That's the camera I want.....it sure make's the little one's look big... :shock:


----------



## threshershark (Sep 7, 2007)

.45 said:



> That's the camera I want.....it sure make's the little one's look big...


You'll love it for self portraits. -()/-


----------



## metal_fish (Mar 19, 2008)

I bought one last year from wal-mart. Its a sanyo and hass 7.0 meg pixels and a large viewing screen but is still really small. Payed 125 for it and it has been great even with a little fish slime and water getting on it.
http://us.sanyo.com/entertainment/digitalcameras/index.cfm?productID=1599


----------



## LOAH (Sep 29, 2007)

Threshershark is right. The Pentax Optio W20 and W30 are great cameras. Rapalahunter has one too.

I can take underwater video with mine (W20) for up to 5 minutes, so water is no problem as long as the battery cover is locked.

It takes really nice pictures too. Pentax has a decent lens, from what I hear, so you can take a quality pic.

My biggest gripe would be that there is no lens cover. It's always exposed and could easily be scratched if allowed to rattle around in the same pocket as a set of keys or coins. I keep mine in a microfiber bag and the lens is fine. The LCD screen is easy to scratch, so be careful with that.

Other than that, it's a great camera and it's small enough to snap shots with one hand while holding a fish in the other.

It takes great video too. Seamless video. My old camera took choppy, ticky videos. I love my camera. They don't cost much either. You can find them under $200. 7Mp.

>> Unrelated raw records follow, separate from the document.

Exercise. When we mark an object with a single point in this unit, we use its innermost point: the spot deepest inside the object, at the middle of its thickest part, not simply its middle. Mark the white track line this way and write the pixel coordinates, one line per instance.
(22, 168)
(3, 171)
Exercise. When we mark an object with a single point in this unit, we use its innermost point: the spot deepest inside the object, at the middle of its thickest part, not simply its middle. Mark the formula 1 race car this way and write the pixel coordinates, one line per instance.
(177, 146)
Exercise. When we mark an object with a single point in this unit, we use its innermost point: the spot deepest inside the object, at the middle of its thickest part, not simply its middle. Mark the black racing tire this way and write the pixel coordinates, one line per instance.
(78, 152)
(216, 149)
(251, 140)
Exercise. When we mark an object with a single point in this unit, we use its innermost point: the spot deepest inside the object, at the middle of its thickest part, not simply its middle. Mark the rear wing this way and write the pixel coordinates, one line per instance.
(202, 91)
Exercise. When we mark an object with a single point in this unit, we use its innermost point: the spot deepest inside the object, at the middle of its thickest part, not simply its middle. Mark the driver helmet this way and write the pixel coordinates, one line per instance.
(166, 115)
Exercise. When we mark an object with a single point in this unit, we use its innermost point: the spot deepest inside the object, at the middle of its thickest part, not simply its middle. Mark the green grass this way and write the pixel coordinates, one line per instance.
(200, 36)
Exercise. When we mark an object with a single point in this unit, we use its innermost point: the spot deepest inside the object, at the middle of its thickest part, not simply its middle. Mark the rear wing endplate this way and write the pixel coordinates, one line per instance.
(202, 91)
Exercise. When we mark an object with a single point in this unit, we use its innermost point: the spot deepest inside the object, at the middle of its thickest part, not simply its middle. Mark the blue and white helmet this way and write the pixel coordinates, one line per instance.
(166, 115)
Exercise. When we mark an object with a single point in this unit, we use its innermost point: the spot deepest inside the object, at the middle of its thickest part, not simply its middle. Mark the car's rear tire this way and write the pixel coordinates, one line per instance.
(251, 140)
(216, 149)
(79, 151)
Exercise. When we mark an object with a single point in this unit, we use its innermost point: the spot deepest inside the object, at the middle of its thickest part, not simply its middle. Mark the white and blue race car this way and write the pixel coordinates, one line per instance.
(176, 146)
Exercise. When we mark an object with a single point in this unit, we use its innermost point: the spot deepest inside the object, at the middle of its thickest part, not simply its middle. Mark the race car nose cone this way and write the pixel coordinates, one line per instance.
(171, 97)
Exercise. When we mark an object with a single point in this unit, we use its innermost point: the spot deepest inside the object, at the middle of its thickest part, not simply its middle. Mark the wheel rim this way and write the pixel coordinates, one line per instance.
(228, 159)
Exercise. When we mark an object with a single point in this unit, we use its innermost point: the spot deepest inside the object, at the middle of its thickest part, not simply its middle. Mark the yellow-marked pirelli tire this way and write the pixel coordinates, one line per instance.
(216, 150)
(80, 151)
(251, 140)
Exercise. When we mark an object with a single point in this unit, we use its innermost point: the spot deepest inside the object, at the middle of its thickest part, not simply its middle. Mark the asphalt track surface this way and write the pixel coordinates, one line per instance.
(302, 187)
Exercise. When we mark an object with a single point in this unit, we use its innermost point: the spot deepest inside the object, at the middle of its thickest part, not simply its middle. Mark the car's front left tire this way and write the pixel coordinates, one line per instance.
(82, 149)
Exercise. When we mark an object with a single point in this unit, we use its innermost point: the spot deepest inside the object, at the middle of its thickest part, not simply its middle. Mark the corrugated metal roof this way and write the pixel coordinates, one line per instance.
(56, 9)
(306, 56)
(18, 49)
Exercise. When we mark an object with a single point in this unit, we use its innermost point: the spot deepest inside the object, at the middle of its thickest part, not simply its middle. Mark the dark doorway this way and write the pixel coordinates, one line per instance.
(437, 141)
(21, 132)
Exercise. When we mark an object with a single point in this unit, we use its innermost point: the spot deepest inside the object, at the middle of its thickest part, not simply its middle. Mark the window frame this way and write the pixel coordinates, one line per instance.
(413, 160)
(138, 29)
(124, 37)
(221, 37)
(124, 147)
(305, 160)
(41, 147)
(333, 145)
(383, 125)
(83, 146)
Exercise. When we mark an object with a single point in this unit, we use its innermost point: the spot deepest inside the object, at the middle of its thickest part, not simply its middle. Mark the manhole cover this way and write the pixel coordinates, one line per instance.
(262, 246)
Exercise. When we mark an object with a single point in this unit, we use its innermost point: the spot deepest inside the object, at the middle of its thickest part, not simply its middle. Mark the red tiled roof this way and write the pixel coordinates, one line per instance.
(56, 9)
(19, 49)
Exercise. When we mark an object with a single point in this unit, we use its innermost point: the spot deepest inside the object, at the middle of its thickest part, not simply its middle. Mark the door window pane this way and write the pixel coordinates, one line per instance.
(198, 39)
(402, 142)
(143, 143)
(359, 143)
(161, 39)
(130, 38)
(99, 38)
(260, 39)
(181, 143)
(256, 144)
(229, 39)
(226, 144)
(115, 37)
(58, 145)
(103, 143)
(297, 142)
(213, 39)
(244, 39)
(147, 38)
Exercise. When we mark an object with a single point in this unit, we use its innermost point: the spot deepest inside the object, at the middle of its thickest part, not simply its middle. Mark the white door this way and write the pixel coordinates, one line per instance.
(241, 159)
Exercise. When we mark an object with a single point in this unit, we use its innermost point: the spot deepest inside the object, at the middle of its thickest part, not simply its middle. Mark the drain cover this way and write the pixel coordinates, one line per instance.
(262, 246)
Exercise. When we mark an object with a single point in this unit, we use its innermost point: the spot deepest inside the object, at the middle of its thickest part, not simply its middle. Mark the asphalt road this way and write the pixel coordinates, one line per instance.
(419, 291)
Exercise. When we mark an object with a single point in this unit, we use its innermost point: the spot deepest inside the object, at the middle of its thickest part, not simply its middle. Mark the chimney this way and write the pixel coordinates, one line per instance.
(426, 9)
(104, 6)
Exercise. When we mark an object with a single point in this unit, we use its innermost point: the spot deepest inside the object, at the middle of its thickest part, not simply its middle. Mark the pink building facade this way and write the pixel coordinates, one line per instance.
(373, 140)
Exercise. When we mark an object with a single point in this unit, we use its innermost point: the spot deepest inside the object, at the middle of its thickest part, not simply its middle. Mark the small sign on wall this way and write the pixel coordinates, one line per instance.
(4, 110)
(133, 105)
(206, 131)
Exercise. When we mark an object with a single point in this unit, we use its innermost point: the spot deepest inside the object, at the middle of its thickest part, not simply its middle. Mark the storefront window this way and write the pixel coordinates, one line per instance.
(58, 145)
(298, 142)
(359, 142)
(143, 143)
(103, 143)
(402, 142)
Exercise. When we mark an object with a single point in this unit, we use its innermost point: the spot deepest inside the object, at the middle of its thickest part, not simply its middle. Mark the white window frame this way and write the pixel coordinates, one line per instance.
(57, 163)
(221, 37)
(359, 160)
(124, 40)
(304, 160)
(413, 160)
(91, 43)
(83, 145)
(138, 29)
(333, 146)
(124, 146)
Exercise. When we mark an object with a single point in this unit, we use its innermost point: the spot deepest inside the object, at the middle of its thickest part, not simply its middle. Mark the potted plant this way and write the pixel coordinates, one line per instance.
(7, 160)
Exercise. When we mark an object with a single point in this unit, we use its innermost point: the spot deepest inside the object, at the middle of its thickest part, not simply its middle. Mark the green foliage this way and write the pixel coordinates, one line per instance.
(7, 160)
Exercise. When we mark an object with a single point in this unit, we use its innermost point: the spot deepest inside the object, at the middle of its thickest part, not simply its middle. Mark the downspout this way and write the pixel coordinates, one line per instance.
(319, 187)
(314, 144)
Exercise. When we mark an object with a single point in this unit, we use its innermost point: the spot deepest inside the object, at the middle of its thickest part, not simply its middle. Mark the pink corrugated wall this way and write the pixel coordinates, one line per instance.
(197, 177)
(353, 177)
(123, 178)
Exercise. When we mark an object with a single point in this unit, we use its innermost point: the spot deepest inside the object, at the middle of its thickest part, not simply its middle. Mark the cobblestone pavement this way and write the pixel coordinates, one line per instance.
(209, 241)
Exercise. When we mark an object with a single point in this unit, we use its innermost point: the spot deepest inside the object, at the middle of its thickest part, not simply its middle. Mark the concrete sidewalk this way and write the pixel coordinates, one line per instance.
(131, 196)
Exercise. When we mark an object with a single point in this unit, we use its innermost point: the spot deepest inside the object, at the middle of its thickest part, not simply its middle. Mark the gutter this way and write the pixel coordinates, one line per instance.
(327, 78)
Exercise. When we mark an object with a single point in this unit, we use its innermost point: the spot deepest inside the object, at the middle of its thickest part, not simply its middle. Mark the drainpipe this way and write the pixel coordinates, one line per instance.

There's a new W60 coming out soon that boasts 10Mp and water tightness to 13 feet for 2hrs.


----------



## Hounddog (Apr 9, 2008)

i use an olympus stylus 790 sw and it is waterproof and shockproof. Every time you power off it covers up the lens. It also takes underwater video.. I love it and I really liked my cannon powershot too until it got stolen.. The Olympus rocks. Just my two cents..

Hounddog


----------



## Nueces (Jul 22, 2008)

I'm going to search for some waterproof models. The images of fish being released are great. I have seen some images when they are pulled out of the water, the lens will fog up some. Nothing to do with the camera, just something to remember when you snap an image.


----------